Computational biology and cancer bioinformatics. Research in the lab is focused on applying new genomic technologies, computational analysis and AI methods on data from patients’ tumors to understand the biology behind tumor development, treatment evasion, and progression to metastasis. We are developing and applying tools for simultaneous analysis of multiple samples from the same patient, clonal structure (PhylogicNDT), integration of single cell genomics and transcriptomics, reconstruction of cell subpopulations, their growth kinetics and expression, tumor micro-environment effects, estimation of order of events (“timing”) during tumor development and progression. We work with pre- and post- treatment samples, autopsies and longitudinal blood biopsies in solid and blood malignancies.

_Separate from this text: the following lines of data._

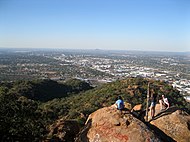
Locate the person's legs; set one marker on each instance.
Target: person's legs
(152, 109)
(161, 104)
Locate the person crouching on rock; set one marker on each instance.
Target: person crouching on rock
(164, 104)
(119, 103)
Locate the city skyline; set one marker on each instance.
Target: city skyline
(109, 25)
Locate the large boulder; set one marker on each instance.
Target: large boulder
(108, 124)
(174, 123)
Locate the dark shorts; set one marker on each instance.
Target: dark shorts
(152, 104)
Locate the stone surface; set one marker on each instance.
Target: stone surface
(110, 125)
(174, 123)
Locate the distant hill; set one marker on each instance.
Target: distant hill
(45, 90)
(28, 107)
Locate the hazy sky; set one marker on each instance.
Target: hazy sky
(156, 25)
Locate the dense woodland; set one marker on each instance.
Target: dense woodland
(29, 107)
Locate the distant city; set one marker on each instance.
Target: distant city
(96, 66)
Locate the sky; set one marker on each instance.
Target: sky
(145, 25)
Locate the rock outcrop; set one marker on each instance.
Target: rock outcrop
(174, 123)
(110, 125)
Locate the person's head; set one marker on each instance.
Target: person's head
(119, 98)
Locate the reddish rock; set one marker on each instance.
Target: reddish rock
(109, 125)
(174, 123)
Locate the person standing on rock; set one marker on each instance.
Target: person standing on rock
(164, 103)
(119, 103)
(153, 103)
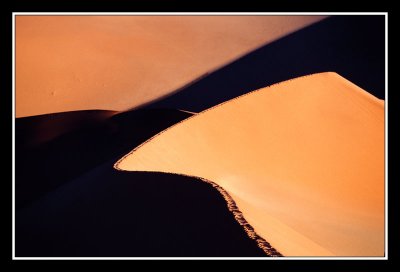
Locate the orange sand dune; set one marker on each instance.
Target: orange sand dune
(66, 63)
(303, 159)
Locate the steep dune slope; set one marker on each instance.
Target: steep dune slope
(303, 159)
(66, 63)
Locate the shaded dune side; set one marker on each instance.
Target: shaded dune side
(146, 158)
(69, 63)
(352, 46)
(107, 213)
(71, 143)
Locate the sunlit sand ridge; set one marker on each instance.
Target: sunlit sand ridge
(66, 63)
(303, 160)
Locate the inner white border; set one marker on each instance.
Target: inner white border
(14, 14)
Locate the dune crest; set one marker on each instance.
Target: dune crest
(302, 159)
(68, 63)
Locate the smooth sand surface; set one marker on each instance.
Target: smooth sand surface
(66, 63)
(303, 159)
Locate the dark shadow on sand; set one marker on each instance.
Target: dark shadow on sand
(352, 46)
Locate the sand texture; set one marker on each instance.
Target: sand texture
(68, 63)
(302, 159)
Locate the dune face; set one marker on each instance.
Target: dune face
(67, 63)
(303, 160)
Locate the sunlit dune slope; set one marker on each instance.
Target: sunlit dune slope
(303, 159)
(66, 63)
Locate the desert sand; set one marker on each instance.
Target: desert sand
(69, 63)
(303, 160)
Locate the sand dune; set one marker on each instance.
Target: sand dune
(67, 63)
(303, 160)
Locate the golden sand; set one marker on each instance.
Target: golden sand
(303, 160)
(67, 63)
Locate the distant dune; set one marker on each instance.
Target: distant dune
(68, 63)
(303, 160)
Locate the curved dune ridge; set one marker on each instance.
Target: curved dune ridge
(302, 159)
(68, 63)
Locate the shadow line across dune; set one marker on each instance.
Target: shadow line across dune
(300, 164)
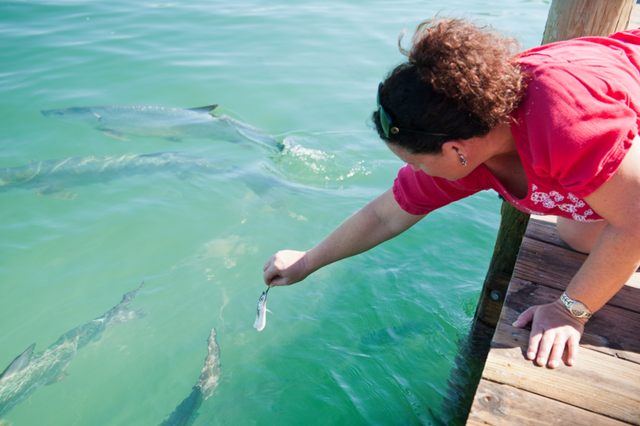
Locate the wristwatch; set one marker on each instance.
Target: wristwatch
(577, 308)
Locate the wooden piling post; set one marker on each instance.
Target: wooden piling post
(567, 19)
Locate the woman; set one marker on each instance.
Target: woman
(551, 129)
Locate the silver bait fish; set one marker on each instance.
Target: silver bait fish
(261, 314)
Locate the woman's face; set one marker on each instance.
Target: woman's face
(445, 165)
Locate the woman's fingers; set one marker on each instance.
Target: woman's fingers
(552, 330)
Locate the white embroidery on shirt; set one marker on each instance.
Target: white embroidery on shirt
(552, 199)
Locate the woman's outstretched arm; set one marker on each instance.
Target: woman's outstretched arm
(378, 221)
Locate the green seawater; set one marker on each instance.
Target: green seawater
(371, 340)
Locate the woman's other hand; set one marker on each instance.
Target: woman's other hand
(286, 267)
(552, 329)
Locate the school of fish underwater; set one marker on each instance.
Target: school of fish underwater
(155, 155)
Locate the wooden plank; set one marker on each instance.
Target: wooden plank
(598, 383)
(578, 18)
(543, 229)
(612, 330)
(497, 404)
(553, 266)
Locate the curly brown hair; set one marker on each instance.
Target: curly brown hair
(460, 80)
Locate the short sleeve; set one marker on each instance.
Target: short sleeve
(418, 193)
(580, 119)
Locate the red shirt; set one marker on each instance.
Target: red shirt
(573, 128)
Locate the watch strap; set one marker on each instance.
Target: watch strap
(569, 302)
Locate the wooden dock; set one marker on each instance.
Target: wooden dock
(603, 388)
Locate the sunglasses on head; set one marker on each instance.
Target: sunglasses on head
(387, 125)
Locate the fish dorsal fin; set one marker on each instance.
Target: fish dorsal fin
(62, 374)
(207, 109)
(19, 363)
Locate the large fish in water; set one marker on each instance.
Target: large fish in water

Multiomic Technology Development. Integration of multi-modal data (genomic, transcriptomic, proteomic, imaging and single cell) obtained from patients opens up a new era of computational analysis. We are developing tools and technologies to analyze and improve single cell/nuclei RNA, DNA and ATAC sequencing, interpret spatial imaging and spatial transcriptomic datasets, patients’ medical records and radiographic data.
Predicting Treatment Response. Distant tumor sites often respond to treatment and grow at varying rates, which suggests multiple resistance mechanisms evolving at the same time in one patient. Understanding subclonal dynamics and relationships is key for identifying and studying independently resistant cell subpopulations and their deferential response to chemo-, immuno- or targeted therapy. We develop methodologies to discover and monitor evolution of multiple simultaneous resistance mechanisms in a patient, study short- and long-term dynamics and phenotypes of subclonal cell populations before and during treatment, early response detection and understanding the differential treatment response of subclones, including dynamics of response and recurrence under drug pressure and transcriptional changes upon drug exposure.